The problem sounds simple, you have a GPS coordinate in the sky and a GPS coordinate in your hand. You want a pixel. But there are four distinct coordinate spaces between those two things, and the transitions between them have sign conventions that fail silently, wrong output with no error.

The pipeline:

  Geodetic (lat, lon, alt)
    ↓  flat-earth approx — valid <100 km, error <2 px at 50 nm range
  ENU — East, North, Up (metres)
    ↓  R⊤ from Android TYPE_ROTATION_VECTOR sensor
  Device frame (dX, dY, dZ)
    ↓  one sign flip: Cz = −dZ
  Camera frame (Cx, Cy, Cz)
    ↓  perspective divide + FOV normalisation
  Screen pixels (Xpx, Ypx)
Why each transition is non-obvious:

Geodetic → ENU. The East component has a cosine factor that most implementations miss: E = Δλ × (π·RE/180) × cos(φ_user). Meridians converge toward the poles, one degree of longitude is fewer metres at latitude 25° than at the equator. Without it, East-West positions look correct near the equator and quietly diverge as latitude increases.

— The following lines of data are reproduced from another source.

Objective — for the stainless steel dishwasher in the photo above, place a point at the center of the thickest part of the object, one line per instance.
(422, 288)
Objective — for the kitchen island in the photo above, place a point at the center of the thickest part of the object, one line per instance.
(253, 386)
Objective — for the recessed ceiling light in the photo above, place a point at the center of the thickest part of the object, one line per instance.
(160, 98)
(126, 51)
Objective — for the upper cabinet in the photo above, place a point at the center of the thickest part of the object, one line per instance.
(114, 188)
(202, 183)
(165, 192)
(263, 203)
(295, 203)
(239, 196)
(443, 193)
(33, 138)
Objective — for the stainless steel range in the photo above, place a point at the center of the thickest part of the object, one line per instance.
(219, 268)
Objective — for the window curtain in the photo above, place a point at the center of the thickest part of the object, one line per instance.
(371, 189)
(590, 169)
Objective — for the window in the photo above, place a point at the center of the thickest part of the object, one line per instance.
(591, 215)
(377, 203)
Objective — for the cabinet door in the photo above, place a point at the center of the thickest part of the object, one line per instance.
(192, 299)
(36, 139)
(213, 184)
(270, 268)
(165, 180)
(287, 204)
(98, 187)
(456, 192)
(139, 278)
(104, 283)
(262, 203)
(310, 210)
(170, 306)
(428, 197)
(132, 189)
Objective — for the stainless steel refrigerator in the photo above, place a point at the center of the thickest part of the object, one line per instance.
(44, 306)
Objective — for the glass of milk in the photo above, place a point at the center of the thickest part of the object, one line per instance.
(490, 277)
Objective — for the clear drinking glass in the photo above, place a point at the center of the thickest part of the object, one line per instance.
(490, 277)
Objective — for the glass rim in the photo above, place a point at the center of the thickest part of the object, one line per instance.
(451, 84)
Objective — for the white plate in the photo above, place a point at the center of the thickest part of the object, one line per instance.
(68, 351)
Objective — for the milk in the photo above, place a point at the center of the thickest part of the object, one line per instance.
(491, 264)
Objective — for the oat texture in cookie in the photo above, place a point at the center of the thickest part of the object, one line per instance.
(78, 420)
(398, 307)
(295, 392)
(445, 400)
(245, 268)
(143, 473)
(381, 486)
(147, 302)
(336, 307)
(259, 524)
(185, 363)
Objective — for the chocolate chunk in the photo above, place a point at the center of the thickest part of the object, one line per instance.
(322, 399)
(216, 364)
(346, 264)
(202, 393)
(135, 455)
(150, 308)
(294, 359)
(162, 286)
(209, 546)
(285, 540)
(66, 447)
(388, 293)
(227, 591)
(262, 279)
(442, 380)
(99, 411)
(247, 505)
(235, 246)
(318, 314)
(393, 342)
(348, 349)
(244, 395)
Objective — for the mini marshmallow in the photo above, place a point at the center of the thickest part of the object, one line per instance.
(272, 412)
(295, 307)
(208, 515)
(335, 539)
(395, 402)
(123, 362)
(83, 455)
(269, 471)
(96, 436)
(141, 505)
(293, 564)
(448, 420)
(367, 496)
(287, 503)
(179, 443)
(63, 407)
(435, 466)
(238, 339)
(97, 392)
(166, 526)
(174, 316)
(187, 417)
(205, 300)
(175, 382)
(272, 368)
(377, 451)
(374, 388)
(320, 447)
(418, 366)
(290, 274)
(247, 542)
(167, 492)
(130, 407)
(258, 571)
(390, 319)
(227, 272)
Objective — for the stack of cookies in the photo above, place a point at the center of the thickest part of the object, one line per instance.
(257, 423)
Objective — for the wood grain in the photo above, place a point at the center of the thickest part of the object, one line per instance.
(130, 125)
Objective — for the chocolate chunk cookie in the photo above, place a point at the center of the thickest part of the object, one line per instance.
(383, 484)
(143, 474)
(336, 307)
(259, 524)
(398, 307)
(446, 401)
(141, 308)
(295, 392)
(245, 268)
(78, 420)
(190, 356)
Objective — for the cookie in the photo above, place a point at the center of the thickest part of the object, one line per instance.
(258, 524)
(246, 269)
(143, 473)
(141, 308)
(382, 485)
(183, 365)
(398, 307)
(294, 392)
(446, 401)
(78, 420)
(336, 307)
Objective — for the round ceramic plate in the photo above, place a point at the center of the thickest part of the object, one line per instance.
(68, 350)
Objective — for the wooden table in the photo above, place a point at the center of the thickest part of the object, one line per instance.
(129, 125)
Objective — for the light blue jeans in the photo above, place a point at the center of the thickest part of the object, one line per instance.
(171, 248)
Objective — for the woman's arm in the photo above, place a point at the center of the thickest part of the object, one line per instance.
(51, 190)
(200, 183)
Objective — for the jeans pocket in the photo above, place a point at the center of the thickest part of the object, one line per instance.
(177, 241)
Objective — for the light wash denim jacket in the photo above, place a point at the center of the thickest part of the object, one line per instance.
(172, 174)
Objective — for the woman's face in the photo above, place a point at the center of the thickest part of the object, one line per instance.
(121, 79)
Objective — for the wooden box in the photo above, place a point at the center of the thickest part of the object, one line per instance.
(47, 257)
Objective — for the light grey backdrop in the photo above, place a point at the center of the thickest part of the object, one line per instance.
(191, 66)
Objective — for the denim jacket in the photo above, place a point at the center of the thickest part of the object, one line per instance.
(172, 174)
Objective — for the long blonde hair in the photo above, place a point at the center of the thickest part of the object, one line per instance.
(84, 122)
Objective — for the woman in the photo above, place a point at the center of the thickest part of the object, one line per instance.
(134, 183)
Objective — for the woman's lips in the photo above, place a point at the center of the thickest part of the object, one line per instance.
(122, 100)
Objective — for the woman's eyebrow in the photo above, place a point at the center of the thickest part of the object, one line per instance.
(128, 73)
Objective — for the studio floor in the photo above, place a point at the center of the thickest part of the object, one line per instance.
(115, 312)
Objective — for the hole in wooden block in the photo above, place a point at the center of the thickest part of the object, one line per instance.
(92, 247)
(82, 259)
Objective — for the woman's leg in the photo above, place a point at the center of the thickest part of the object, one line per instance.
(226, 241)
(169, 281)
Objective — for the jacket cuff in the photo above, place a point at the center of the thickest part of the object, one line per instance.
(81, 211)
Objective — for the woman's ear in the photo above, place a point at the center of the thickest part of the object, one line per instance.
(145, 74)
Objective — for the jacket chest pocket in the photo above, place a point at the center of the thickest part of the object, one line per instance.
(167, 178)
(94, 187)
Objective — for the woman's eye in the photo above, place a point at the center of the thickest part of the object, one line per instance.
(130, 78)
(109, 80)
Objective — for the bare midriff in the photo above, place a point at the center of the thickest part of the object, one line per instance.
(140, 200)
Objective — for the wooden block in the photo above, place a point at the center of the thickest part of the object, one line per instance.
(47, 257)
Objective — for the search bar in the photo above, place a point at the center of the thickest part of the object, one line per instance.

ENU → Device frame. Android's rotation matrix R maps device axes to ENU world axes. To go the other direction you use R⊤. In Android's row-major FloatArray(9), this means column indices, not row indices:

  R  (forward): dX = R[0]·E + R[1]·N + R[2]·U
  R⊤ (inverse): dX = R[0]·E + R[3]·N + R[6]·U
These produce completely different results. Both compile without complaint.

Device → Camera frame. Android's sensor defines +Zd as pointing out of the screen toward your face. The camera convention requires +Cz to point into the scene. So Cz = −dZ, always. This is the only correction needed for portrait mode.

Camera → Screen. After the perspective divide and FOV normalisation, the Y axis flips: Ypx = (1 − NDCy) × H/2. Camera +Cy is up; screen y=0 is at the top. If we miss this, the aircraft above the horizon appears below screen centre.

Real captured values (ATR72, 18,000 ft):

  User:     24.8600°N, 80.9813°E
  Aircraft: 24.9321°N, 81.0353°E

  ENU:  E=6,010 m  N=8,014 m  U=5,486 m
  Bearing 34.2° (NNE),  Elevation 29.5°,  Range 11.1 km

  Camera frame (after R⊤ + sign fix): (729, 4692, 10077)
  Magnitude: 11,140 m ≈ 11,138 m (ENU range) 

  Screen (1080×1997, θH=66°, θV=50°): (600 px, 1 px)
Phone azimuth 33.0°, aircraft bearing 34.2° → 1.2° right of centre. Phone pitched −4.3°, elevation 29.5° → net 33.8° up, just inside the top edge of the frustum. Physically consistent throughout.

Happy to answer questions about any stage of the pipeline or about anything else, whatever is interesting to anyone.